Decir que el Barça de Valverde es un conjunto equilibrado, solido y versátil no es más que una retahíla de eufemismos amables para evitar una realidad más sencilla e incómoda: que nadie sabe a qué juega exactamente y, lo que es peor, que atesora la dudosa virtud de aburrir hasta al más entusiasta de sus aficionados. Negarlo me parece una actitud loable, mi propio padre acostumbra a dejar comentarios en estas mismas páginas poniéndome a parir y defendiendo el juego del equipo, pero lo cierto es que muy pocos imaginaban una deriva tan apresurada del estilo académico que intuimos durante la pretemporada al despropósito ético y estético de las últimas semanas. Si en verano creímos ver la luz, ahora no se distingue mucho más que un avejentado y peligroso cableado.
No es casual que los aficionados italianos se levantasen ayer de sus asientos para ovacionar a Andrés Iniesta en el momento del cambio. Son gente que durante años vivieron instalados en la anomalía del resultado, como si la certeza de que la victoria llega por cualquier camino los empujase a cerrar las ventanas y no moverse de casa, intolerantes ante la novedad. Ahora que su selección ha quedado apeada del Mundial, y con una liga que languidece en su propia autocomplacencia, son los jugadores como el manchego quienes les devuelven la esperanza en un futuro mejor, en un calcio modernizado y sin alergia a la suma de talentos, en la certeza de que no hay mejor rumbo hacia la victoria que salir a buscarla con los mejores marineros disponibles, preferiblemente de corte pirata.
Al mismo tiempo, casi a modo de mal augurio, Barcelona y gran parte de España se rinden ante la inquietante austeridad de futbolistas como Paulinho, la antítesis del fútbol que aupó al Barça y a la selección española hacia el olimpo del fútbol.
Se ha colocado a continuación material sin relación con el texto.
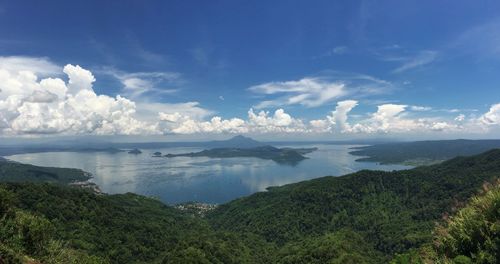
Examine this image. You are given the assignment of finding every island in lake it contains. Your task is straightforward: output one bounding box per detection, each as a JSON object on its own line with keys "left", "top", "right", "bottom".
{"left": 128, "top": 148, "right": 142, "bottom": 154}
{"left": 164, "top": 145, "right": 317, "bottom": 165}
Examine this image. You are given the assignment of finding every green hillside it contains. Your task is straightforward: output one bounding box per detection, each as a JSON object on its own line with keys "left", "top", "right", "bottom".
{"left": 0, "top": 159, "right": 90, "bottom": 184}
{"left": 0, "top": 183, "right": 273, "bottom": 263}
{"left": 1, "top": 149, "right": 500, "bottom": 263}
{"left": 207, "top": 149, "right": 500, "bottom": 262}
{"left": 392, "top": 180, "right": 500, "bottom": 263}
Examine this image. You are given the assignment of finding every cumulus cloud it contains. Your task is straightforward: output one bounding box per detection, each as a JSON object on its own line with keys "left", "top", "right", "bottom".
{"left": 0, "top": 58, "right": 158, "bottom": 135}
{"left": 326, "top": 100, "right": 359, "bottom": 132}
{"left": 479, "top": 103, "right": 500, "bottom": 125}
{"left": 247, "top": 109, "right": 306, "bottom": 132}
{"left": 249, "top": 73, "right": 391, "bottom": 109}
{"left": 307, "top": 102, "right": 471, "bottom": 135}
{"left": 309, "top": 100, "right": 359, "bottom": 133}
{"left": 1, "top": 56, "right": 499, "bottom": 137}
{"left": 158, "top": 108, "right": 307, "bottom": 134}
{"left": 351, "top": 104, "right": 461, "bottom": 133}
{"left": 167, "top": 116, "right": 247, "bottom": 134}
{"left": 63, "top": 64, "right": 95, "bottom": 94}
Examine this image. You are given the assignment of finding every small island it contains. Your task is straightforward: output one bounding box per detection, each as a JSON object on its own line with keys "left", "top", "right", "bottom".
{"left": 164, "top": 145, "right": 317, "bottom": 165}
{"left": 128, "top": 148, "right": 142, "bottom": 154}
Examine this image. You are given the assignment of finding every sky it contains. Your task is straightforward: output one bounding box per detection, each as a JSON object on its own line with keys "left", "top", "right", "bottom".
{"left": 1, "top": 0, "right": 500, "bottom": 141}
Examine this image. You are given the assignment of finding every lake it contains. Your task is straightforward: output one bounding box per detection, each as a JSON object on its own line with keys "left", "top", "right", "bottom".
{"left": 7, "top": 144, "right": 411, "bottom": 204}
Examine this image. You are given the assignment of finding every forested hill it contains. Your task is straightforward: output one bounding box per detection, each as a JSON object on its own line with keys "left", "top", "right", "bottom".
{"left": 350, "top": 139, "right": 500, "bottom": 165}
{"left": 0, "top": 159, "right": 90, "bottom": 184}
{"left": 392, "top": 180, "right": 500, "bottom": 263}
{"left": 207, "top": 149, "right": 500, "bottom": 262}
{"left": 0, "top": 183, "right": 274, "bottom": 263}
{"left": 1, "top": 149, "right": 500, "bottom": 263}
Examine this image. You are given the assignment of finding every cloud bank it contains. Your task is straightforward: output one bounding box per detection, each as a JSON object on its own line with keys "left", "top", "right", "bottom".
{"left": 0, "top": 56, "right": 499, "bottom": 137}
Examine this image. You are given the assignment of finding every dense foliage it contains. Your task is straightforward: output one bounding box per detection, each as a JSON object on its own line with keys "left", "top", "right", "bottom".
{"left": 434, "top": 182, "right": 500, "bottom": 262}
{"left": 2, "top": 149, "right": 500, "bottom": 263}
{"left": 350, "top": 139, "right": 500, "bottom": 164}
{"left": 392, "top": 181, "right": 500, "bottom": 263}
{"left": 0, "top": 159, "right": 90, "bottom": 184}
{"left": 208, "top": 149, "right": 500, "bottom": 261}
{"left": 0, "top": 183, "right": 273, "bottom": 263}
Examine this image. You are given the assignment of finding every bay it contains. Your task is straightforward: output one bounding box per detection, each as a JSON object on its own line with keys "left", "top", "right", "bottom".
{"left": 7, "top": 144, "right": 411, "bottom": 204}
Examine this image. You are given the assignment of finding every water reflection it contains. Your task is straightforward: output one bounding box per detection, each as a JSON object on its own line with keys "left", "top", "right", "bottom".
{"left": 7, "top": 144, "right": 411, "bottom": 204}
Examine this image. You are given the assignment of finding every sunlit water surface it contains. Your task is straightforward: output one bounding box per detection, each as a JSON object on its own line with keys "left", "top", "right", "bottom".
{"left": 7, "top": 144, "right": 411, "bottom": 204}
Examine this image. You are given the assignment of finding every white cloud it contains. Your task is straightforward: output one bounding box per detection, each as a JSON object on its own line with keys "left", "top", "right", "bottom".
{"left": 63, "top": 64, "right": 95, "bottom": 94}
{"left": 249, "top": 73, "right": 390, "bottom": 109}
{"left": 0, "top": 56, "right": 61, "bottom": 76}
{"left": 39, "top": 78, "right": 68, "bottom": 99}
{"left": 361, "top": 104, "right": 410, "bottom": 133}
{"left": 0, "top": 58, "right": 159, "bottom": 135}
{"left": 309, "top": 119, "right": 330, "bottom": 132}
{"left": 1, "top": 57, "right": 499, "bottom": 137}
{"left": 146, "top": 101, "right": 213, "bottom": 122}
{"left": 479, "top": 103, "right": 500, "bottom": 125}
{"left": 430, "top": 122, "right": 457, "bottom": 132}
{"left": 246, "top": 108, "right": 307, "bottom": 133}
{"left": 249, "top": 78, "right": 346, "bottom": 108}
{"left": 26, "top": 90, "right": 59, "bottom": 103}
{"left": 455, "top": 114, "right": 465, "bottom": 122}
{"left": 309, "top": 100, "right": 359, "bottom": 133}
{"left": 410, "top": 105, "right": 432, "bottom": 111}
{"left": 102, "top": 69, "right": 180, "bottom": 99}
{"left": 159, "top": 108, "right": 307, "bottom": 134}
{"left": 171, "top": 116, "right": 247, "bottom": 134}
{"left": 307, "top": 103, "right": 469, "bottom": 135}
{"left": 159, "top": 111, "right": 247, "bottom": 134}
{"left": 392, "top": 50, "right": 438, "bottom": 73}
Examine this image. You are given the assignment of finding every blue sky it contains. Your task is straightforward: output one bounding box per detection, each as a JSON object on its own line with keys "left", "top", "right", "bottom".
{"left": 1, "top": 0, "right": 500, "bottom": 140}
De él se alaba su verticalidad por encima de todo, una de esas características confusas que nos invitan a suponer que los demás jugadores se dedican a pasear palmito de banda a banda, como si el área rival y el gol no fuesen con ellos. Creo que fue Manuel Valls, ex primer ministro de Francia, el encargado de plantear esta misma semana la necesidad de preguntarse qué significa ser español, y si uno atiende a los últimos debates de nuestro fútbol la respuesta parece más que evidente: ser español es alabar a Paulinho y criticar a Benzema, lo cual no es decir mucho pero siempre resulta más apetecible que no decir nada; eso también nos define bastante a las claras.